Business Services Industry

Retailers targeting baby-boomer kids

Real Estate Weekly, August 31, 1994 by Lois Weiss

Fox says because many parents are now college-educated, things relating to education, such as buying books, are very important. "Many of these activities are so profitable that retailers are finding they can open up independent full-priced stores geared to children's work."

These stores handle not only books, but videos and cassettes and often even games or puzzles. "There is a lot of cross-pollination going on," said Bialek. "If you are shopping for toys, it's natural to pick up the kid's favorite video."

By providing programming in the form of in-store sing-a-longs with children's entertainers and craft workshops with local artists or educators, they have become a place for parents to browse while the children are busy. And most often the children get to choose something to buy and bring home.

"Kids are making purchase decisions in a wide array of products," said Kurnit. "Kids decide cars, they decide vacations, they make restaurant and eating out decisions. On the flip side, we have kids that are fashion-conscious and savvy, and they have more discretionary income themselves."

According to Kurnit, whose company has an in-house corporate consulting firm geared toward children called Kid Think, children between the ages of 6 and 15 have an average allowance of $5 - more money than ever before.

But they also take their guilt-ridden working mothers and lead them into purchasing decisions, everything from what dinner or ice cream to buy, to what car to drive, and where to go on vacation.

It's no wonder that Club Med advertises on Nickelodeon, a TV channel designed just for kids and the young at heart who want to watch reruns of Mr. Ed and The Brady Bunch after bedtime.

There are also clothing stores that are just sports-oriented to satisfy the demand from little sluggers. "If you go into Herman's and Modell's, you see much more shelf space being given to children's merchandise," observed Fox.

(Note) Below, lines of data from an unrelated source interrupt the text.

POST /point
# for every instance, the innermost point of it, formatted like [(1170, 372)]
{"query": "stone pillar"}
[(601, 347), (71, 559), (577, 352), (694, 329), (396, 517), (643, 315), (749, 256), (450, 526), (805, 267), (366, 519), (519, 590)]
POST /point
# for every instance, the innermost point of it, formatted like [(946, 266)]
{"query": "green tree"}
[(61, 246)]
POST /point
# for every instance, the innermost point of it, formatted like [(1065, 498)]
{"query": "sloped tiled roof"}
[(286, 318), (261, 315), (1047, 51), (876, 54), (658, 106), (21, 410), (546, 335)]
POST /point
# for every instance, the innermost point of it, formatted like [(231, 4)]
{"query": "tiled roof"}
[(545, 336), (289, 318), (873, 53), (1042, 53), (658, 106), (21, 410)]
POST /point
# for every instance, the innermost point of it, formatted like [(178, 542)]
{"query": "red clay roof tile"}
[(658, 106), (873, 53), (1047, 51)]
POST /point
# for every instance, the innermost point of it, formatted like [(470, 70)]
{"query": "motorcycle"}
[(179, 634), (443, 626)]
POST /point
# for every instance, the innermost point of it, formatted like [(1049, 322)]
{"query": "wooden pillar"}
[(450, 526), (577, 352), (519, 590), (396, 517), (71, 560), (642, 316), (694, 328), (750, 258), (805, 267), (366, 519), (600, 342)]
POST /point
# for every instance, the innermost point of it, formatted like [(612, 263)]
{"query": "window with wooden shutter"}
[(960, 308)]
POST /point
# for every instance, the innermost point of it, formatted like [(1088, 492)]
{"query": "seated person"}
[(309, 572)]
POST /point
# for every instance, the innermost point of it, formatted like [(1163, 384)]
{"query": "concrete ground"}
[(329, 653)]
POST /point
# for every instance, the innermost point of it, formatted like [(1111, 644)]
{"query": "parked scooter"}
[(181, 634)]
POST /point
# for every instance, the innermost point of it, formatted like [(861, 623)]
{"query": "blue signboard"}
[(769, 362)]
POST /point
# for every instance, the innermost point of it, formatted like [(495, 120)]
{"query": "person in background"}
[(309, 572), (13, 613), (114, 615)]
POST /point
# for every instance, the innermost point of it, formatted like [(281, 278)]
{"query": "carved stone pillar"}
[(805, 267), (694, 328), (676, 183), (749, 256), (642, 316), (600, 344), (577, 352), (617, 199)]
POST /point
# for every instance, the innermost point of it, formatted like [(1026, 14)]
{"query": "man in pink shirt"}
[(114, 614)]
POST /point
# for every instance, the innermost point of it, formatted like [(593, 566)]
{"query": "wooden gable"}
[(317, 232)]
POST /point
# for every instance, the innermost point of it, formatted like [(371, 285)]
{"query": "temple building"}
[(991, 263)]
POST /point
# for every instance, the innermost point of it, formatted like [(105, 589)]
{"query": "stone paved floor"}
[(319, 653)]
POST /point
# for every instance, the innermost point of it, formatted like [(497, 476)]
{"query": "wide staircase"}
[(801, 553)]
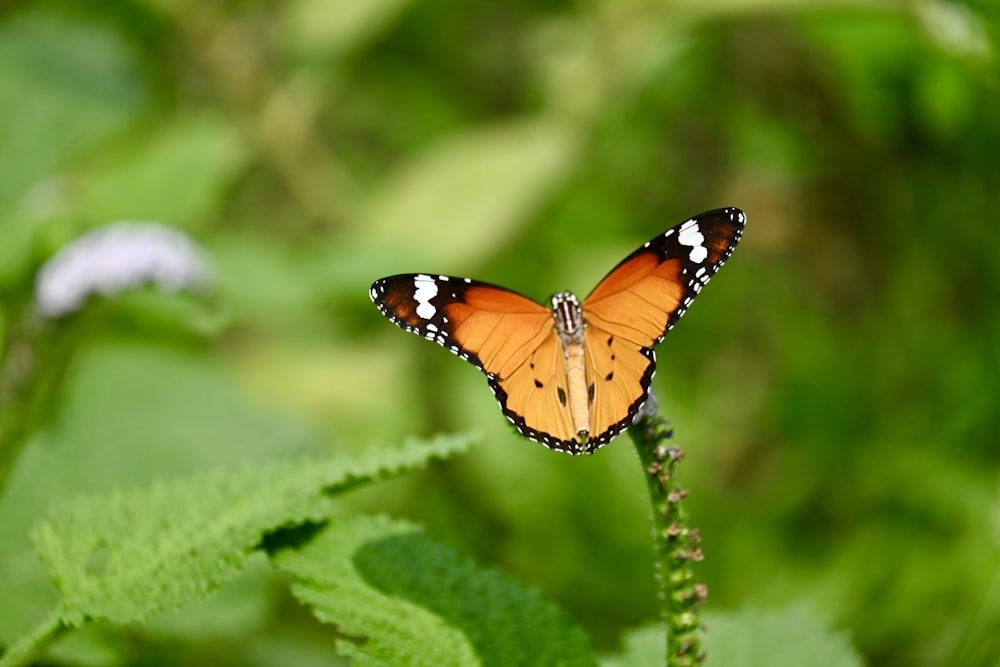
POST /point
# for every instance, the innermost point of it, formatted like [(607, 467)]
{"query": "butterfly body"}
[(574, 375)]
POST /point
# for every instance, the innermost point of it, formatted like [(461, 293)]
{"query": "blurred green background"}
[(836, 388)]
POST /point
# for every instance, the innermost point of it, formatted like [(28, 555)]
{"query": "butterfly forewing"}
[(514, 339), (642, 298), (491, 327)]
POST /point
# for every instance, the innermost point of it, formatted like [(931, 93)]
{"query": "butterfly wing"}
[(508, 336), (637, 303)]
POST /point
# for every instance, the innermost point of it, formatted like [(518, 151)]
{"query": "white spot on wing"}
[(426, 289), (691, 236)]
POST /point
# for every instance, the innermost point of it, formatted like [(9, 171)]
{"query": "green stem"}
[(677, 545), (27, 649)]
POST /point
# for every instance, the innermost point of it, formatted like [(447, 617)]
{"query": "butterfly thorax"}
[(569, 325), (569, 317)]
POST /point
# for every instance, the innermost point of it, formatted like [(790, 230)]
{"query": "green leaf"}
[(792, 637), (468, 195), (177, 176), (132, 554), (641, 647), (313, 29), (65, 86), (397, 597)]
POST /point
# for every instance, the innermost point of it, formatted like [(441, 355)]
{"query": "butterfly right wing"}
[(508, 336)]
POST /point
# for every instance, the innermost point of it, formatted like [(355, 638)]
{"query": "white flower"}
[(114, 258)]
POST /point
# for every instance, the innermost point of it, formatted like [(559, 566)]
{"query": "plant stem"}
[(677, 545)]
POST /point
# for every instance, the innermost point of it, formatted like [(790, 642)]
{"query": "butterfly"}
[(574, 375)]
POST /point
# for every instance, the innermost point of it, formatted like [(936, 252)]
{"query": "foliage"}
[(834, 389)]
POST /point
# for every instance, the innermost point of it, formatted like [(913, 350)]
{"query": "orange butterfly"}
[(572, 376)]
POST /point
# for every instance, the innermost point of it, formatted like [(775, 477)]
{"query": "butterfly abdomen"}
[(569, 327)]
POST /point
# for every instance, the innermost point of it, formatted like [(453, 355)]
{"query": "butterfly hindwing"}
[(620, 373), (534, 398)]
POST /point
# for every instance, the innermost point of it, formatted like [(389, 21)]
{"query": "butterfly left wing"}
[(642, 298), (637, 303)]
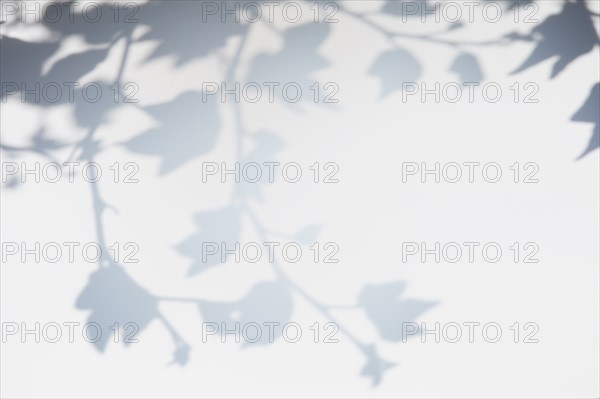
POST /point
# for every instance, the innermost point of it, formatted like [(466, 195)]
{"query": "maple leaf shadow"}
[(589, 113), (565, 36), (113, 297)]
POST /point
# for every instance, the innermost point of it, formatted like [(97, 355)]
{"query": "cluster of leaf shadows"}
[(187, 128)]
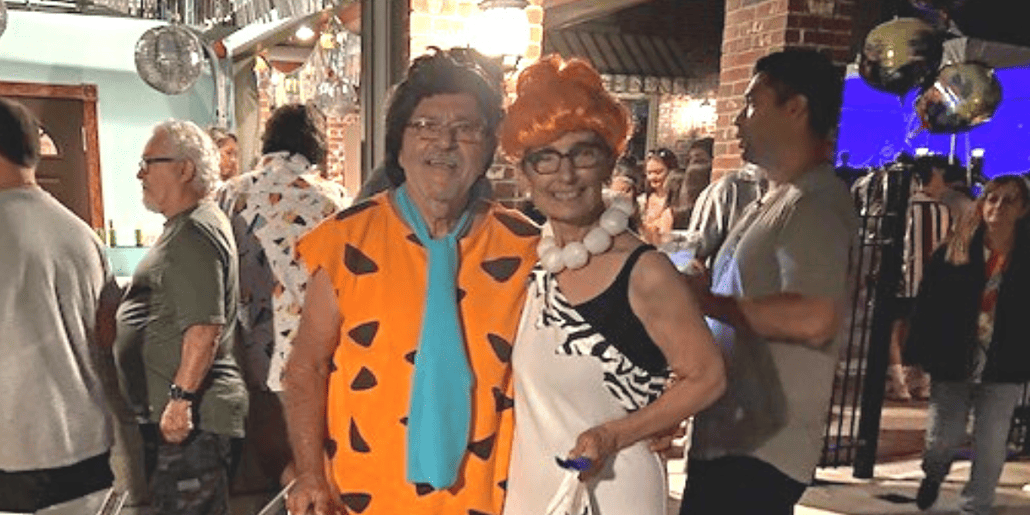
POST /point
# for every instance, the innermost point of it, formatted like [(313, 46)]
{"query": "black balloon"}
[(962, 97), (899, 55)]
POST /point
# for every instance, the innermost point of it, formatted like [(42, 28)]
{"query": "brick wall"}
[(443, 24), (756, 28)]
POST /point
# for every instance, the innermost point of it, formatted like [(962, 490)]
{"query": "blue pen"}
[(577, 464)]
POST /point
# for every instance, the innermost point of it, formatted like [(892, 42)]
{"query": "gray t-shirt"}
[(796, 239), (54, 411), (189, 277)]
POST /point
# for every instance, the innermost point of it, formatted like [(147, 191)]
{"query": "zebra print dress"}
[(568, 379)]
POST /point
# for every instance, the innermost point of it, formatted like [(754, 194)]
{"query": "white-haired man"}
[(175, 330)]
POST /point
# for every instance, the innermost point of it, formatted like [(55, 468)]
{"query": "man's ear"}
[(187, 172), (797, 105)]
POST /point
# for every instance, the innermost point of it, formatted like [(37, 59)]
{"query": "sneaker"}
[(927, 493), (919, 382)]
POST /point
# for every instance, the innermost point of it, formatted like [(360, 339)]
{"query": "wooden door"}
[(69, 168)]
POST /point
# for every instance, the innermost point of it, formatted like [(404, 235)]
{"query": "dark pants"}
[(741, 485), (191, 478)]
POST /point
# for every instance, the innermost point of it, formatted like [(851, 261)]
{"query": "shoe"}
[(897, 390), (919, 382), (927, 493)]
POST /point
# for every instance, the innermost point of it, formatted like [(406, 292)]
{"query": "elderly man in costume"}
[(403, 351)]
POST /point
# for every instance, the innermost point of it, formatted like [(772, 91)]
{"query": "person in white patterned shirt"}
[(270, 208)]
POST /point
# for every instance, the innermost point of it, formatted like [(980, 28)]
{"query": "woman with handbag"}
[(969, 331)]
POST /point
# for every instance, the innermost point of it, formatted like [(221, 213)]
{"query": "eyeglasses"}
[(548, 161), (462, 130), (145, 163)]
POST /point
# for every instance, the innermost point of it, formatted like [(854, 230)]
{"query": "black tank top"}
[(611, 315)]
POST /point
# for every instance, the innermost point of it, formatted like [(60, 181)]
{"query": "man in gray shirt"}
[(57, 305), (777, 299), (176, 330)]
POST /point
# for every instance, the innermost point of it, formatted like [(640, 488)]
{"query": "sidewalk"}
[(896, 476)]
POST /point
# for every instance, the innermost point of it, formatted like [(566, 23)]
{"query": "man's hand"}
[(311, 494), (597, 444), (176, 421)]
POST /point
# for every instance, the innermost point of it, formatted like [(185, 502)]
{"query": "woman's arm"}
[(663, 303), (306, 390)]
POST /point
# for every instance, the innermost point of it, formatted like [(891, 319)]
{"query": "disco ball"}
[(3, 16), (899, 55), (169, 59), (336, 97), (962, 97)]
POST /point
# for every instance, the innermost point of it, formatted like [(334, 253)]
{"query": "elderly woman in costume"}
[(607, 317), (400, 375), (969, 332)]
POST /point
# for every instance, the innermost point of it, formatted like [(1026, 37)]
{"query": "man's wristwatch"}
[(176, 392)]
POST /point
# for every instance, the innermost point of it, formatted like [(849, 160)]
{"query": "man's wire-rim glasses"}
[(548, 161)]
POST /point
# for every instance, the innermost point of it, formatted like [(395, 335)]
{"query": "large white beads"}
[(551, 260), (575, 255), (623, 204), (597, 240), (614, 220), (546, 242)]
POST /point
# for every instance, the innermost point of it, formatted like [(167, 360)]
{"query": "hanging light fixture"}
[(501, 29), (169, 58)]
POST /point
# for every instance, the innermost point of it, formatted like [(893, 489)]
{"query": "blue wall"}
[(876, 126), (74, 49)]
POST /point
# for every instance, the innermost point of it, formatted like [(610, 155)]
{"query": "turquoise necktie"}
[(439, 417)]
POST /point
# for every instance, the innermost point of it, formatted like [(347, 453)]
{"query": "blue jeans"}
[(992, 406)]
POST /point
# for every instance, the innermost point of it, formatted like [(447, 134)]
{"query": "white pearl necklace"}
[(575, 254)]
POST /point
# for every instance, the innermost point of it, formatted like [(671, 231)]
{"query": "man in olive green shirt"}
[(175, 330)]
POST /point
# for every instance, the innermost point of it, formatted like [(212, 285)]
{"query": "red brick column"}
[(756, 28)]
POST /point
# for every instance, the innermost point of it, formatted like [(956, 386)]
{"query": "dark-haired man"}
[(270, 208), (777, 299), (57, 305), (176, 328)]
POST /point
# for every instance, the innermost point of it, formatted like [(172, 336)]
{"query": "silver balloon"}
[(927, 5), (899, 55), (962, 97), (336, 97), (169, 59)]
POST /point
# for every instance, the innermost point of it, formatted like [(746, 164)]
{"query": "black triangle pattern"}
[(356, 502), (356, 262), (501, 347), (501, 401), (365, 334), (502, 269), (482, 448), (357, 443), (364, 380)]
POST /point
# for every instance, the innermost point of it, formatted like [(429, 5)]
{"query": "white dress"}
[(560, 390)]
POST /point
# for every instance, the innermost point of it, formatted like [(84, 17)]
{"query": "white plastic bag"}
[(572, 498)]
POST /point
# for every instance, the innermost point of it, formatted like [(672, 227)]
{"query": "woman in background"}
[(607, 317), (656, 216), (969, 332)]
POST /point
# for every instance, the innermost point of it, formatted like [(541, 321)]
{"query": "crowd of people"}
[(427, 350)]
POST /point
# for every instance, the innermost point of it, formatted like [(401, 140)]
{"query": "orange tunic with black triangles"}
[(378, 268)]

He notes there are children's furniture shops such as Belini and The Kids Room, while Portico, a fashionable bed and bath store, has opened a Portico Kids that sells strictly kids furniture at 86th and Madison.

Fox points to the emergence of the family-style restaurants that are going beyond the McDonald's/Burger King fast food concept. Ground Round, Red Robin, Fuddruckers and Pizzeria Uno all are geared towards kids, said Fox, with expanded meals and expanded menus. "The family goes out as a unit, they shop together, they eat together and it's all a part of the experience," he noted.

Children's entertainment is spawning its own niche, from pure theater to video arcades with virtual reality games and batting cages.

Competitors of enterprises like Westchester's Sportime USA are able to bank on the large spaces of the suburbs, family crowds, birthday parties and corporate lunch hours to keep its batting cages, hoop shooters, pool tables and state-of-the art video and virtual reality games munching tokens. Fox says opening a Manhattan Sportime USA would be almost an impossibility because of the size and the demographics, while the outer boroughs offer more opportunities.